Global users of 70+ dating and e-commerce sites have had their personal data exposed after a popular marketing software provider misconfigured an online database.
Discovered by an ethical hacker and reported to vpnMentor, the issue is an unsecured and unencrypted Elasticsearch database, managed by Cyprus-headquartered Mailfire.
“The data was being stored on an Elasticsearch database, which is ordinarily not designed for URL use,” the researchers explained. “However, we were able to access it via browser and manipulate the URL search criteria into exposing schemata from a single index at any time.”

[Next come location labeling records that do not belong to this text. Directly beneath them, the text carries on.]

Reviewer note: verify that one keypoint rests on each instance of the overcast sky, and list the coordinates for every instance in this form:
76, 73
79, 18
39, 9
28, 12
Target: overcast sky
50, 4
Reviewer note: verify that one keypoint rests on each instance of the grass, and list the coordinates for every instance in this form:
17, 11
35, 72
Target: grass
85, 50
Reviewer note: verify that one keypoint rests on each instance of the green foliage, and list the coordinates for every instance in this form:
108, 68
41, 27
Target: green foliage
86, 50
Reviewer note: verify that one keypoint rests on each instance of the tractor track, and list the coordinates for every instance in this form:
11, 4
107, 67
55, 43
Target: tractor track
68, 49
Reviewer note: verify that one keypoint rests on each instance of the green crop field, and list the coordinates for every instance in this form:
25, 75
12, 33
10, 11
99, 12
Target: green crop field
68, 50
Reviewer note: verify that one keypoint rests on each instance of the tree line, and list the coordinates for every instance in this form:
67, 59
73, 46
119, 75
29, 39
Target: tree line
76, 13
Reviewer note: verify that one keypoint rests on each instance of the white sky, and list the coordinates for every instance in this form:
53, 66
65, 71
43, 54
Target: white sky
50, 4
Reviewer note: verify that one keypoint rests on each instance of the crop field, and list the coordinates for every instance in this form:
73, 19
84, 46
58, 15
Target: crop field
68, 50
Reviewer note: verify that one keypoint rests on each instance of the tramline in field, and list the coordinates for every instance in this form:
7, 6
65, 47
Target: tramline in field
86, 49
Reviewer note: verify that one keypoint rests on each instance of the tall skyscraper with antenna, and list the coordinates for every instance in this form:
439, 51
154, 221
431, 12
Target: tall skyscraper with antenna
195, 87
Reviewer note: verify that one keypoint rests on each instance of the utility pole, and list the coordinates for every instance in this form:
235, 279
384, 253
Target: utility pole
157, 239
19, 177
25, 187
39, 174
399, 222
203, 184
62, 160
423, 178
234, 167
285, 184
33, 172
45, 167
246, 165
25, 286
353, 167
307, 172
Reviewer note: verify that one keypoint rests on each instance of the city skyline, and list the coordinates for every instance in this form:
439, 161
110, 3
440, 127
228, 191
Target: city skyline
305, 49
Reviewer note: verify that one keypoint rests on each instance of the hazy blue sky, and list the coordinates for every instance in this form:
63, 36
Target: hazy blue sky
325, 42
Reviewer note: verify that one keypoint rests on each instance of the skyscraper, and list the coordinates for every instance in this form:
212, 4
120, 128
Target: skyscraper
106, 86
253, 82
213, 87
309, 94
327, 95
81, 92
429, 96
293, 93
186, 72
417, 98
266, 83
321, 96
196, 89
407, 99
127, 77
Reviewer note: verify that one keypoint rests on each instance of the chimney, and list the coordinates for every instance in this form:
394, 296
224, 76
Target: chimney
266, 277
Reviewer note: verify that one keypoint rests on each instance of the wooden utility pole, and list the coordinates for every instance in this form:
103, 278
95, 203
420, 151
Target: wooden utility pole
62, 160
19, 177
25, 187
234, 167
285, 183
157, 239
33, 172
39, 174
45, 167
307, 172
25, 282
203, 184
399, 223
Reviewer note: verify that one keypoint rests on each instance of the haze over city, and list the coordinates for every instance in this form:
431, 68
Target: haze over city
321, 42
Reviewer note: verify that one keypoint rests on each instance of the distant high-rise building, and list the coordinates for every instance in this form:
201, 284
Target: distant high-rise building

The database itself sat behind a notification tool used by Mailfire clients to market to their users and notify them about private chat messages.
Most of the 70+ sites affected were dating sites from around the world, including South America and Asia.
When first discovered, the database was storing over 882GB of data from the previous four days. This contained over 370 million records for 66 million individual notifications sent during that time. These were mainly sent to alert users of new messages from potential dating matches, said vpnMentor.
As such, personally identifiable information (PII) including full names, ages and dates of birth, gender, email addresses, locations, IP addresses and profile pics were exposed, as well as potentially embarrassing conversations between dating site users.
“It’s also possible older data had been stored before this time,” said vpnMentor. “However, it appears that the exposed server was the victim of a recent and ongoing ‘Meow’ cyber-attack campaign that has been targeting unsecured Elasticsearch servers and wiping their data.”
The leak could have exposed hundreds of thousands of users from over 100 countries to the risk of fraud, identity theft and phishing/malware, account takeover, and potentially even blackmail.
Interestingly, many of the sites affected by the leak appeared to be scams themselves, flooded with chatbots and fake profiles to encourage sign-ups.
“We found throughout several websites that disingenuous accounts were a huge issue. Many profile photos used were registered on scam databases or reused across accounts. Some were simply photos of celebrities found online,” explained vpnMentor.
“Many of the sites had complicated, difficult to understand payment structures and some refused to offer refunds. Some required a credit card as ‘proof of age,’ yet the fine print declared the card would be charged $29.90 monthly.”
When notified, Mailfire took full responsibility for the incident and immediately remediated the leak.